"İçtihat Metni"
MAHKEMESİ :Asliye Hukuk Mahkemesi
Taraflar arasındaki 4650 sayılı Kanunla değişik 2942 sayılı Kamulaştırma Kanunu'nun 10. maddesine dayanan kamulaştırma bedelinin tespiti ve kamulaştırılan taşınmazın davacı idare adına tescili davanın açılmamış sayılmasına dair verilen yukarıda gün ve sayıları yazılı hükmün Yargıtay'ca ONANMASI hakkında Daireden çıkan kararı kapsayan 15/03/2021 gün ve 2020/6236 Esas – 2021/3358 Karar sayılı ilama karşı davacı idare vekilince verilen dilekçe ile karar düzeltilmesi istenilmiş olmakla, dosyadaki belgeler okunup gereği konuşulup düşünüldü:
- K A R A R -
Dava, 4650 sayılı Kanunla değişik 2942 sayılı Kamulaştırma Kanunu'nun 10. maddesine dayanan kamulaştırma bedelinin tespiti ve kamulaştırılan taşınmazın davacı idare adına tescili istemine ilişkin davanın açılmamış sayılmasına dair mahkemece verilen karar, davacı idare vekilinin temyizi üzerine Dairemizce onanmış, bu karara karşı davacı idare vekilince karar düzeltme isteminde bulunulmuştur.
Dosyada bulunan kanıt ve belgelere, Yargıtay kararında yazılı gerekçelere göre davacı idare vekilinin sair karar düzeltme istekleri HUMK'un 440. maddesinde yazılı nedenlerden hiçbirine uymadığından yerinde değildir. Ancak;
Dosya kapsamından; bozma öncesi ilk karar ile davalı adına kayıtlı olan dava konusu taşınmazın tapu kaydının iptali ile davacı idare adına tesciline karar verildiği ve davacı idare vekili tarafından sunulan banka dekontuna göre davacı idarenin onama ilamından sonra depo kararını yerine getirdiği anlaşıldığından, tarafların beyanları sorularak ve usul ekonomisi de gözetilerek işin esasına girilip bir karar verilmesi gerektiği,
Bu kez yapılan incelemede anlaşıldığından; davacı idare vekilinin karar düzeltme isteminin kabulü ile Dairemizin 15/03/2021 gün ve 2020/6236 Esas - 2021/3358 Karar sayılı onama ilamının kaldırılmasına karar verildikten sonra yapılan değerlendirmede;
Dava, 4650 sayılı Kanunla değişik 2942 sayılı Kamulaştırma Kanunu'nun 10. maddesine dayanan kamulaştırma bedelinin tespiti ve kamulaştırılan taşınmazın davacı idare adına tescili istemine ilişkindir.
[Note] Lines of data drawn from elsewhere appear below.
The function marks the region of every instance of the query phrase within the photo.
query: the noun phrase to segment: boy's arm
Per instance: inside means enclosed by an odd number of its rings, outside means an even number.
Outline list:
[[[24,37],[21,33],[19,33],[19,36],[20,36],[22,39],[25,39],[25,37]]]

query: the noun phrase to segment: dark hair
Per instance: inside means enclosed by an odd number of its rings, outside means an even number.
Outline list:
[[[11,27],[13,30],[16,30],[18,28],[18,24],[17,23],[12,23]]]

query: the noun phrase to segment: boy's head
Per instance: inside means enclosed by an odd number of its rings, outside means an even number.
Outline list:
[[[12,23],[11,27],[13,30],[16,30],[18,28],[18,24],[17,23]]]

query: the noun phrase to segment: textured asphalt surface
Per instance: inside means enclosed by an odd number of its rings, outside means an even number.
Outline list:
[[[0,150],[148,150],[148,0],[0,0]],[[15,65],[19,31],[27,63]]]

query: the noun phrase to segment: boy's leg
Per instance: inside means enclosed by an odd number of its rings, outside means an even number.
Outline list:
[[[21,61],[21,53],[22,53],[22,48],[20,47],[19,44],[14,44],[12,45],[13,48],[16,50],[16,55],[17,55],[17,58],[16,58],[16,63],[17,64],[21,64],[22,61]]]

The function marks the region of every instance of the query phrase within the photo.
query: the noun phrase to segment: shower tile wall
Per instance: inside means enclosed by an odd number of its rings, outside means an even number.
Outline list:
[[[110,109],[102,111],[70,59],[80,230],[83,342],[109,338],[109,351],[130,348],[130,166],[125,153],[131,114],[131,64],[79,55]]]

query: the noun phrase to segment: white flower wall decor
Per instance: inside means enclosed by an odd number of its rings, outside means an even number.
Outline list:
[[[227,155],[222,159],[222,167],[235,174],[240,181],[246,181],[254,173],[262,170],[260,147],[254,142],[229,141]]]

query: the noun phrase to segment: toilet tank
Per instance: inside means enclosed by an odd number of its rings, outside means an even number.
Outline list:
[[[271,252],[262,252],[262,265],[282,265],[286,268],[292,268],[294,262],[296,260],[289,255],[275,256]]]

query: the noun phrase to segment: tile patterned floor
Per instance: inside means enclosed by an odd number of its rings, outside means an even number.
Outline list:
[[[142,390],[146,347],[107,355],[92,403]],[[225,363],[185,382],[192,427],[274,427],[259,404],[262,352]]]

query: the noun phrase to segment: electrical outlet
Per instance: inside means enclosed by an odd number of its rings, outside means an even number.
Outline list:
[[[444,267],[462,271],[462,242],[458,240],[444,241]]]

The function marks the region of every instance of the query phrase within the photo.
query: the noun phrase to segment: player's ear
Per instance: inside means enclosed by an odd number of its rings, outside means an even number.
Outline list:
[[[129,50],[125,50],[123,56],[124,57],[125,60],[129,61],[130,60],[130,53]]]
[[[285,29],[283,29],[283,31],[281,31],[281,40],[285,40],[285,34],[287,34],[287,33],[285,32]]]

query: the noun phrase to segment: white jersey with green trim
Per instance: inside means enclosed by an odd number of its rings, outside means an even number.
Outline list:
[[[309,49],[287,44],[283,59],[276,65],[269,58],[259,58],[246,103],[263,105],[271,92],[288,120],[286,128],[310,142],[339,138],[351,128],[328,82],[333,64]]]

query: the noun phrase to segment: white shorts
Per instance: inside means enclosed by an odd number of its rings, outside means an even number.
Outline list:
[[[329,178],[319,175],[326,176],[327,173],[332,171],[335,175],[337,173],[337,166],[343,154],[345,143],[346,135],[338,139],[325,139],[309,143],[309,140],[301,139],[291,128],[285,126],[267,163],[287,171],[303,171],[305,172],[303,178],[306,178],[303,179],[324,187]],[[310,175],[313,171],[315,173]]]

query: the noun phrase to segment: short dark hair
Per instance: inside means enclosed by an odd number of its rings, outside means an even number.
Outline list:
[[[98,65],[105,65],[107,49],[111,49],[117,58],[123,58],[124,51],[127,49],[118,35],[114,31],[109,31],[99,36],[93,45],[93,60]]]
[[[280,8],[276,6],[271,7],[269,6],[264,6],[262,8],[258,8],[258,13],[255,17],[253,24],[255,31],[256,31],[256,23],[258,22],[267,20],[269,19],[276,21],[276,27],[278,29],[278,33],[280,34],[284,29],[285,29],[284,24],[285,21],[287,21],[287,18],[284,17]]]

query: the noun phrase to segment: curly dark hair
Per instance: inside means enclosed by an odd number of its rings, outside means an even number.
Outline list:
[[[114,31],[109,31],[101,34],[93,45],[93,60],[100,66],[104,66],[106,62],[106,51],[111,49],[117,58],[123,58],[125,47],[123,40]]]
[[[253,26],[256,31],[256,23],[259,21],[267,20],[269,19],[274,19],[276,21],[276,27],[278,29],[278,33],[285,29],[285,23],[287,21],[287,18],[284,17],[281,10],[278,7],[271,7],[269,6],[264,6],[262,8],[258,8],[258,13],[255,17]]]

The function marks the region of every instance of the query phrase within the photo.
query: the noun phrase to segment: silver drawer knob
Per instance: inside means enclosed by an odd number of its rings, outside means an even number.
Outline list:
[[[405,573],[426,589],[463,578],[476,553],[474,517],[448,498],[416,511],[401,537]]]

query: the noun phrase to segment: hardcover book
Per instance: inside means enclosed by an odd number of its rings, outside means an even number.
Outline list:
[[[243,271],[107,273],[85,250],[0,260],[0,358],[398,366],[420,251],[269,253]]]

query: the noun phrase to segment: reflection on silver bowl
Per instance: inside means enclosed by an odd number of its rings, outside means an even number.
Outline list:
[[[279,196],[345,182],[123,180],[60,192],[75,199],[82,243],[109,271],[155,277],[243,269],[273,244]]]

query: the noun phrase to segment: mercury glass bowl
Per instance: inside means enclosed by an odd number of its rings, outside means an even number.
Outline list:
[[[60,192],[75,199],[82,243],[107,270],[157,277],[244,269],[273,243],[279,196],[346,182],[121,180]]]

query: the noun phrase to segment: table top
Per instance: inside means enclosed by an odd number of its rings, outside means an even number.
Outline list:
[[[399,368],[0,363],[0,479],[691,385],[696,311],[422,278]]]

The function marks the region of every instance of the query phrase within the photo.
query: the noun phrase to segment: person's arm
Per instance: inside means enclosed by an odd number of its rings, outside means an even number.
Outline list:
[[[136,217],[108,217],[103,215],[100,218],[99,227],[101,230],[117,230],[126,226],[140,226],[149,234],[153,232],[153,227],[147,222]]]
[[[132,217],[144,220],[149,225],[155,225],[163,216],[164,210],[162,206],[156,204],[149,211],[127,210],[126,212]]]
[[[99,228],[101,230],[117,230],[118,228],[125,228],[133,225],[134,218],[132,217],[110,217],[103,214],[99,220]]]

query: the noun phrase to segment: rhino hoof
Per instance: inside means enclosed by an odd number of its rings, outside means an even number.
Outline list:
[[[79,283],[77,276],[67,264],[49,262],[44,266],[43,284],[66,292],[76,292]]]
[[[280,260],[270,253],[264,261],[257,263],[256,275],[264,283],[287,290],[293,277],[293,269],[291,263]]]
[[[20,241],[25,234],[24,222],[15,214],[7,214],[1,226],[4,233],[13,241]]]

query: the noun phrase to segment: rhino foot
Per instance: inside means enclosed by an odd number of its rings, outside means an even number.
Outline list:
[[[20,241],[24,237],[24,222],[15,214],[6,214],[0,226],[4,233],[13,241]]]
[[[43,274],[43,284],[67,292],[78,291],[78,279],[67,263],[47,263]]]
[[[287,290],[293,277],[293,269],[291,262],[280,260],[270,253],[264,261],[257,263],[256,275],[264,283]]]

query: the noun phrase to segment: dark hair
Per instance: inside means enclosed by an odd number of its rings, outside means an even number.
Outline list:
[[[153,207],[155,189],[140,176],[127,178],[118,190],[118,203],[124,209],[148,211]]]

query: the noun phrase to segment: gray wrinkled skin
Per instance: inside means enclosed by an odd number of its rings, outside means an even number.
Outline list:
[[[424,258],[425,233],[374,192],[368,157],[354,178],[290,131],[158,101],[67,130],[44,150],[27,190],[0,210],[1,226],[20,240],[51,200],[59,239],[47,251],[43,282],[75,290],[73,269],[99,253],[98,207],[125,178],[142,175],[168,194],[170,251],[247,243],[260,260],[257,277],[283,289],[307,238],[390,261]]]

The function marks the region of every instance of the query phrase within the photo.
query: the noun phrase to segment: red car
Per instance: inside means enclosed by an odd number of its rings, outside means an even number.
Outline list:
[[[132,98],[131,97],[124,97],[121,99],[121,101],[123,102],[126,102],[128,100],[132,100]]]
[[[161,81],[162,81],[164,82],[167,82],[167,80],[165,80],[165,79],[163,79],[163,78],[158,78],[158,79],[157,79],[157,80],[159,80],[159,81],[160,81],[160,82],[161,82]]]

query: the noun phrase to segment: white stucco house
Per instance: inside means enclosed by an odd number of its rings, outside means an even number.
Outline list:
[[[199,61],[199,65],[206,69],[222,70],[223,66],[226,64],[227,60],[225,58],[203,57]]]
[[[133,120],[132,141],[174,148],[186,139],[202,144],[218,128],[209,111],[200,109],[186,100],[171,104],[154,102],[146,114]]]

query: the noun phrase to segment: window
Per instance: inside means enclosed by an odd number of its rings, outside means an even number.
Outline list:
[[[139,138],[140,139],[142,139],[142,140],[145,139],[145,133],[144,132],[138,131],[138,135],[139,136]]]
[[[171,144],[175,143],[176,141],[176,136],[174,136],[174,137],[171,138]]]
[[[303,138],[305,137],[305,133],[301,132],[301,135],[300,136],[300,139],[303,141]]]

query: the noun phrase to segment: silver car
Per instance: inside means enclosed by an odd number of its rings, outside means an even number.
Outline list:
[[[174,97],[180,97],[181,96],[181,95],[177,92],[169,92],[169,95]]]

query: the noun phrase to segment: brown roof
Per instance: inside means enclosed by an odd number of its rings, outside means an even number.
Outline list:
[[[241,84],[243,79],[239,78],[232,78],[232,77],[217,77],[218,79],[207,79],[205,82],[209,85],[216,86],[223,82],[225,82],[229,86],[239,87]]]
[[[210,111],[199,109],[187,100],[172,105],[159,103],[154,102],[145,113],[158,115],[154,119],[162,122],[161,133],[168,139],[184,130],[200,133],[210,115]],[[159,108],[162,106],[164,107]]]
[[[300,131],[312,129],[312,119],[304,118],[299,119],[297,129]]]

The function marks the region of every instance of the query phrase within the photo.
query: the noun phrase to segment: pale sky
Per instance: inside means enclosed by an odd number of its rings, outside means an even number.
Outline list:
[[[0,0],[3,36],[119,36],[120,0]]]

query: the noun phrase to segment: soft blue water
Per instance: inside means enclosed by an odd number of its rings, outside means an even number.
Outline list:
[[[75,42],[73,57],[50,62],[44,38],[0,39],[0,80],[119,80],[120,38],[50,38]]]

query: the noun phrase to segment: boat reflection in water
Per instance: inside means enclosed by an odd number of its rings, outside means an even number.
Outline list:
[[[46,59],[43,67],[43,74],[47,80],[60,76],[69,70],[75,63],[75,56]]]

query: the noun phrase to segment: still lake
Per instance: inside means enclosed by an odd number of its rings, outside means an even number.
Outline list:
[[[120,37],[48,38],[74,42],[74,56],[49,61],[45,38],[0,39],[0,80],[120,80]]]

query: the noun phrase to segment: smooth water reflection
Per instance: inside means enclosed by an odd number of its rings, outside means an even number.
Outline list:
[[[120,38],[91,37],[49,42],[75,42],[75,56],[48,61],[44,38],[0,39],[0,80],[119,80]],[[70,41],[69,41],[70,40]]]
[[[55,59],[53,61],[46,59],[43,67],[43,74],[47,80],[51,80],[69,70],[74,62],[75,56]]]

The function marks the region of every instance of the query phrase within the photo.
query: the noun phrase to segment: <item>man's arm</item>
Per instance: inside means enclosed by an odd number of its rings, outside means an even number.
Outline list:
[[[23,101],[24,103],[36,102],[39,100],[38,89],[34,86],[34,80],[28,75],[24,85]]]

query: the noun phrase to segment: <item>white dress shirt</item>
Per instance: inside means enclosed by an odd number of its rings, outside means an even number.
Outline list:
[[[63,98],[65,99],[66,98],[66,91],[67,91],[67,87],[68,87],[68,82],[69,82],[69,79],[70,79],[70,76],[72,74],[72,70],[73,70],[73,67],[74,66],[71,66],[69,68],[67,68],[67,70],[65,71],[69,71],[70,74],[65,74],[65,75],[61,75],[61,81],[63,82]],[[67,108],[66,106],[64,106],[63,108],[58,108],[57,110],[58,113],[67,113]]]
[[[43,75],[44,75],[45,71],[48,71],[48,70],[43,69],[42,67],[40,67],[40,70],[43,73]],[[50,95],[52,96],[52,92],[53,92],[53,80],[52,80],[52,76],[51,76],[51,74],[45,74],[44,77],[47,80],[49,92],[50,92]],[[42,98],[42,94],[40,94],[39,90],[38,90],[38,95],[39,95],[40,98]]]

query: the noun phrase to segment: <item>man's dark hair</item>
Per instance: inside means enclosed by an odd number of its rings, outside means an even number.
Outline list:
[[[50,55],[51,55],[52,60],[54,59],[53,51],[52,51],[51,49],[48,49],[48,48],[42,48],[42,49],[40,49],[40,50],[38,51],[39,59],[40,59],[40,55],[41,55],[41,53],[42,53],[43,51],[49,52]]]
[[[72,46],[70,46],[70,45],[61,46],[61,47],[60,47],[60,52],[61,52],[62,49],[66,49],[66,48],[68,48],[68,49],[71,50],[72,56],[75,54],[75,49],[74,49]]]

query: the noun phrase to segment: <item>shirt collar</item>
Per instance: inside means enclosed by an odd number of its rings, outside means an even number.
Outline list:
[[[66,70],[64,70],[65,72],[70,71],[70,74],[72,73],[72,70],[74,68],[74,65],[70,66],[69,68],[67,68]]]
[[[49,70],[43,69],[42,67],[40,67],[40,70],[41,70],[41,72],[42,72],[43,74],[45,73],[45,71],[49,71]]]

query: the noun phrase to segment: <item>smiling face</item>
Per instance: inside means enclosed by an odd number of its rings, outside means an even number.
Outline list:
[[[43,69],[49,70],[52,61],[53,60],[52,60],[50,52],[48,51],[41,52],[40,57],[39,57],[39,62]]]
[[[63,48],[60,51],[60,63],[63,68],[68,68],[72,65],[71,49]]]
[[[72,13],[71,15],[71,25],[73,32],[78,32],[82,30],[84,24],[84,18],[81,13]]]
Mahkemece uyulan bozma kararı gereğince inceleme ve işlem yapılmış, taraflarca takip edilmeyen davanın açılmamış sayılmasına dair hüküm kurulmuş; karar, davacı idare vekilince temyiz edilmiştir.
Dosya içindeki bilgi ve belgelere göre, fark bedelin bloke edilmesi için verilen süre sonrasındaki celselerde davacı idare vekilinin mazereti kabul edilmeyerek dosyanın işlemden kaldırılmasına ve yenileme sonrasında tekrar mazeret dilekçesinin reddine karar verilerek, ikinci kez takipsiz bırakılan davanın açılmamış sayılmasına karar verilmiş ise de; bozma öncesi ilk karar ile davalı adına kayıtlı olan dava konusu taşınmazın tapu kaydının iptali ile davacı idare adına tesciline karar verildiği ve davacı idare vekili tarafından sunulan banka dekontuna göre davacı idarenin onama ilamından sonra 21.09.2021 tarihinde depo kararını yerine getirdiği anlaşıldığından, tarafların beyanları sorularak ve usul ekonomisi de gözetilerek işin esasına girilip bir karar verilmesi gerektiğinin düşünülmemesi,
Doğru görülmemiştir.
Davacı idare vekilinin temyiz itirazları yerinde olduğundan hükmün açıklanan nedenlerle HUMK'un 428. maddesi gereğince BOZULMASINA, davacı idareden peşin alınan temyiz ve karar düzeltme harçlarının istenildiğinde iadesine ve temyize başvurma harcının Hazineye irad kaydedilmesine, 24/11/2021 gününde oybirliğiyle karar verildi.